By previous appointment I was to cast Mr. Lincoln's
hands on the Sunday following this memorable Saturday, at nine A. M. I
found him ready, but he looked more grave and serious than he had
appeared on the previous days. I wished him to hold something in his
right hand, and he looked for a piece of pasteboard, but could find
none. I told him a round stick would do as well as anything. Thereupon
he went to the wood-shed, and I heard the saw go, and he soon returned
to the dining-room (where I did the work), whittling off the end of a
piece of broom-handle. I remarked to him that he need not whittle off
the edges.
"O, well," said he," I thought I would like to have
it nice.
When I had successfully cast the mold of the right
hand, I began the left, pausing a few moments to hear Mr. Lincoln tell
me about a scar on the thumb.
"You have heard that they call me a rail-splitter,
and you saw them carrying rails in the procession Saturday evening;
well, it is true that I did split rails, and one day, while I was
sharpening a wedge on a log, the ax glanced and nearly took my thumb
off, and there is the scar, you see.
The right hand appeared swollen as compared with the
left, on account of excessive hand-shaking the evening before; this
difference is distinctly shown in the cast.

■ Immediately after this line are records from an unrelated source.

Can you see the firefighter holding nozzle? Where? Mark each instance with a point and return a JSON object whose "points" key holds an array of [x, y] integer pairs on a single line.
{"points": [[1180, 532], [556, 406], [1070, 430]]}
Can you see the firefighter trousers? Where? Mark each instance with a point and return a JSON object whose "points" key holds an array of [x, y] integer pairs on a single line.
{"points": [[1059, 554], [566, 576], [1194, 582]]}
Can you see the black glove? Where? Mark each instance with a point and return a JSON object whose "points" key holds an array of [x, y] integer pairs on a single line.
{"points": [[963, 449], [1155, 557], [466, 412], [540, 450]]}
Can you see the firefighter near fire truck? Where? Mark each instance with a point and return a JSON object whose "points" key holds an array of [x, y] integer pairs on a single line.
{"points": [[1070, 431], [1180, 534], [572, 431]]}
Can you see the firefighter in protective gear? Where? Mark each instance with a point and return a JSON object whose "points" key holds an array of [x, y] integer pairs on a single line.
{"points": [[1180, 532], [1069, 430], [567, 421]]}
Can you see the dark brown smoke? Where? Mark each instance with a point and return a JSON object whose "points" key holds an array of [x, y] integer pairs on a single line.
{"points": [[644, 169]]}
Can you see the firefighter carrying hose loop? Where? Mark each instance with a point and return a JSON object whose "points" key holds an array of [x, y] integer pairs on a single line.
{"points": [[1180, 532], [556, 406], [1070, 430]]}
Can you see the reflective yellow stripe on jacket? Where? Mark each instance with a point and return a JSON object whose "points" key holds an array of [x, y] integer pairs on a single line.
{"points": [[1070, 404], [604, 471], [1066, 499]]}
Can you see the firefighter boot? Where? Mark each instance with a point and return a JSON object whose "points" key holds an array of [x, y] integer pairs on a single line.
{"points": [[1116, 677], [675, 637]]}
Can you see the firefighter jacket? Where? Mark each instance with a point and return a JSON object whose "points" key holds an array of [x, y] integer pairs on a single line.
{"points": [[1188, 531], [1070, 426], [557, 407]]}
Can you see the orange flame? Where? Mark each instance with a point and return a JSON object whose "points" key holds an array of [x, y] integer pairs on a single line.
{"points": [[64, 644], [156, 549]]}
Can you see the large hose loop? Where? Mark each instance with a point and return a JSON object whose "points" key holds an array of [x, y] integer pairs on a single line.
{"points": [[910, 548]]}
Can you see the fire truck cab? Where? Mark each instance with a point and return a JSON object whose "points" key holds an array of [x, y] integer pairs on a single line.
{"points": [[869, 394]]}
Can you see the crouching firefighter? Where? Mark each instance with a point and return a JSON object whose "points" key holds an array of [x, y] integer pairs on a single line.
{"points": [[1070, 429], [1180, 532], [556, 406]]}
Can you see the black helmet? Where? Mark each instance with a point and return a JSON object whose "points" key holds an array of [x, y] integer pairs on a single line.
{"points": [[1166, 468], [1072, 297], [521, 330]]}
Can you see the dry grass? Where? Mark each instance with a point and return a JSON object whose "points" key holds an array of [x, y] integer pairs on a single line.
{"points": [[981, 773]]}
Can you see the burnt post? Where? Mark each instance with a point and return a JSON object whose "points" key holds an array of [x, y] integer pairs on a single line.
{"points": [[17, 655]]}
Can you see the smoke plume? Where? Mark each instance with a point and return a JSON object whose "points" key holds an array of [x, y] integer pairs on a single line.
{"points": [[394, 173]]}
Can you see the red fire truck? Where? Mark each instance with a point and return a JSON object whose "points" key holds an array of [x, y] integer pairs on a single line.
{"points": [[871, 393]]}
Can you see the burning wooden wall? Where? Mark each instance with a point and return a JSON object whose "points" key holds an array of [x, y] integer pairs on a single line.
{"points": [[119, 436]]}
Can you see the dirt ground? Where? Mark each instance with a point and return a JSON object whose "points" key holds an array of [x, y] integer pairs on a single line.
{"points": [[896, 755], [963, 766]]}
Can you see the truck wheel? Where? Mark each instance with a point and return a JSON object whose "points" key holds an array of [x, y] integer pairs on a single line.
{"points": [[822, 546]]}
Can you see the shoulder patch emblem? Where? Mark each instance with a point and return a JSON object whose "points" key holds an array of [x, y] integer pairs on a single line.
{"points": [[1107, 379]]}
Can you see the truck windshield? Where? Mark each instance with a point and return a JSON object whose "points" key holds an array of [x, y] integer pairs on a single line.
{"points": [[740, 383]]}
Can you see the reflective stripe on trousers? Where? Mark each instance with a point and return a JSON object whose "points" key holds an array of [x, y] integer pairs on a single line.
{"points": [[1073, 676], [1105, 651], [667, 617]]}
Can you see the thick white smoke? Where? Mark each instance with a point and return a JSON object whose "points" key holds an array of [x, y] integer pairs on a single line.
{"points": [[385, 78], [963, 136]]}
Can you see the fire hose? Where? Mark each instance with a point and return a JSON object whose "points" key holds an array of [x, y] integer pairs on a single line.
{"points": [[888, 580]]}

That Sunday evening I returned to Chicago with the
molds of his hands, three photographic negatives of him, the identical
black alpaca campaign-suit of 1858, and a pair of Lynn newly-made pegged
boots. The clothes were all burned up in the great Chicago fire. The
casts of the face and hands I saved by taking them with me to Rome, and
they have crossed the sea four times.
WHITNEY, Life on the Circuit with Lincoln, QUOTING
VOLK IN Century Magazine, DECEMBER, 1881.